- Parlamento Europeu aprovou encaminhar o acordo Mercosul‑UE ao Tribunal de Justiça da União Europeia, com 334 votos a favor, 324 contra e 11 abstenções, o que pode atrasar a entrada em vigor por pelo menos seis meses.
- O Ministério das Relações Exteriores informou que o Brasil mantém prioridade à ratificação do acordo e acompanhará os passos nas instâncias comunitárias competentes.
- O objetivo é concluir as etapas internas rapidamente para que o Brasil esteja pronto para a vigência do tratado assim que o processo europeu terminar.
- A Comissão Europeia pode aplicar partes do acordo de forma provisória, mas não há indicação de que isso ocorrerá.
- O acordo foi assinado no sábado, no Paraguai, criando a maior zona de livre comércio do mundo; o Brasil reforça o compromisso com a implementação e acompanhará o trâmite no bloco europeu.
O governo brasileiro afirmou nesta quarta-feira (21) ter tomado conhecimento da decisão do Parlamento Europeu de encaminhar o acordo entre União Europeia e Mercosul ao Tribunal de Justiça da UE. O objetivo é verificar a conformidade jurídica do tratado. A expectativa é que a análise possa atrasar a implementação por meses.
O Ministério das Relações Exteriores informou que o Brasil mantém prioridade máxima à ratificação do Acordo Mercosul‑UE e seguirá trabalhando para acelerar os trâmites internos. A pasta afirmou que busca concluir todas as etapas com a maior celeridade possível.
Parlamento Europeu decide levar texto à Justiça
O Parlamento Europeu aprovou, por 334 votos a 324, com 11 abstenções, enviar o acordo ao Tribunal de Justiça da UE. A corte avaliará se o texto está alinhado com as regras jurídicas da UE, o que pode exigir ajustes.

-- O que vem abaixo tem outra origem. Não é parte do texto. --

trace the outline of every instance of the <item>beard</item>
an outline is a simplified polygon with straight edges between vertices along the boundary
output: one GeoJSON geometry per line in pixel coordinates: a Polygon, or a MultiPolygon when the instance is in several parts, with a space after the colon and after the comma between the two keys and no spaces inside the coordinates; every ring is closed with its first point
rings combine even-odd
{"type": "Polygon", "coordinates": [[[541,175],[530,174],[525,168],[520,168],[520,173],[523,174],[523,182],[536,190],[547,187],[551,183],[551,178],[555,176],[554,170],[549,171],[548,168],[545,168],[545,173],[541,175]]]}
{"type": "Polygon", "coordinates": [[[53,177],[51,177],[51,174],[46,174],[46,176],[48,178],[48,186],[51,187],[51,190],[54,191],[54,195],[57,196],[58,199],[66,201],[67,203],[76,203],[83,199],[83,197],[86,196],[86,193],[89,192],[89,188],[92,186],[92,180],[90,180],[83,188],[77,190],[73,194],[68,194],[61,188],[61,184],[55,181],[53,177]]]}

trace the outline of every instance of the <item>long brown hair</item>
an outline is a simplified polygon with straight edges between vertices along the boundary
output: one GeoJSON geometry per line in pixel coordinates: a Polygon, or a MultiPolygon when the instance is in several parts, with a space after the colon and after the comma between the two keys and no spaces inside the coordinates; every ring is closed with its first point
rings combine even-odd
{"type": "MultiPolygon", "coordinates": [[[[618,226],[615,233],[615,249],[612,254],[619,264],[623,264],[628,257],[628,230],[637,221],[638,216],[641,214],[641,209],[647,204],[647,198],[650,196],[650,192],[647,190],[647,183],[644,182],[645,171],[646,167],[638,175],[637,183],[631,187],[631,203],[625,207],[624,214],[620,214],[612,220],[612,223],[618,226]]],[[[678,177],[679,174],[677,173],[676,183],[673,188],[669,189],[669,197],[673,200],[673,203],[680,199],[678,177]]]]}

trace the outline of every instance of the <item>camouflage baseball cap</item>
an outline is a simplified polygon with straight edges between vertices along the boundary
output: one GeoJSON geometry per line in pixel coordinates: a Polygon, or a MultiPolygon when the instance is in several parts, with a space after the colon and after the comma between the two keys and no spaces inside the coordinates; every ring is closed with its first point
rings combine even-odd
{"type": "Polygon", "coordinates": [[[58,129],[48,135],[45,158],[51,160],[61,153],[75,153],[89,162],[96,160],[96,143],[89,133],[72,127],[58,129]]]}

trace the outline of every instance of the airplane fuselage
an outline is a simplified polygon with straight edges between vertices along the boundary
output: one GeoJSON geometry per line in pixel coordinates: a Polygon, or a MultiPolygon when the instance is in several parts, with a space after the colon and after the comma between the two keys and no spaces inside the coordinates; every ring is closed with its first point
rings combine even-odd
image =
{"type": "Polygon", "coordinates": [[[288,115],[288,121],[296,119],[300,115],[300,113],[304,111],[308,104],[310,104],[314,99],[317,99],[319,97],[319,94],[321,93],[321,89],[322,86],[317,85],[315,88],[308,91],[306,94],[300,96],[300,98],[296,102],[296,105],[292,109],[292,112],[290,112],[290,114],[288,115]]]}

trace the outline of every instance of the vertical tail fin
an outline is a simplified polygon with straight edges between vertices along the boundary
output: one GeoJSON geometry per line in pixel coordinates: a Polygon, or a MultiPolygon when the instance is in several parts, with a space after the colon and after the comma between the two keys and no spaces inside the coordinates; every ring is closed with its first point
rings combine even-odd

A revisão pode atrasar a entrada em vigor por pelo menos seis meses, caso sejam identificadas incompatibilidades. Caso haja necessidade de modificações, o acordo voltará para nova votação no Parlamento Europeu.
Brasil reforça compromisso com o tratado
O acordo foi assinado no último sábado, em cerimônia no Paraguai, pelos blocos. O texto cria a maior zona de livre comércio do mundo, com mais de 700 milhões de consumidores. O Paraguai elogiou o pacto como histórico.
O Itamaraty informou que o Brasil permanece comprometido com a implementação e acompanhará o processo no bloco europeu. O governo brasileiro continuará buscando a ratificação e a entrada em vigor do tratado assim que possível.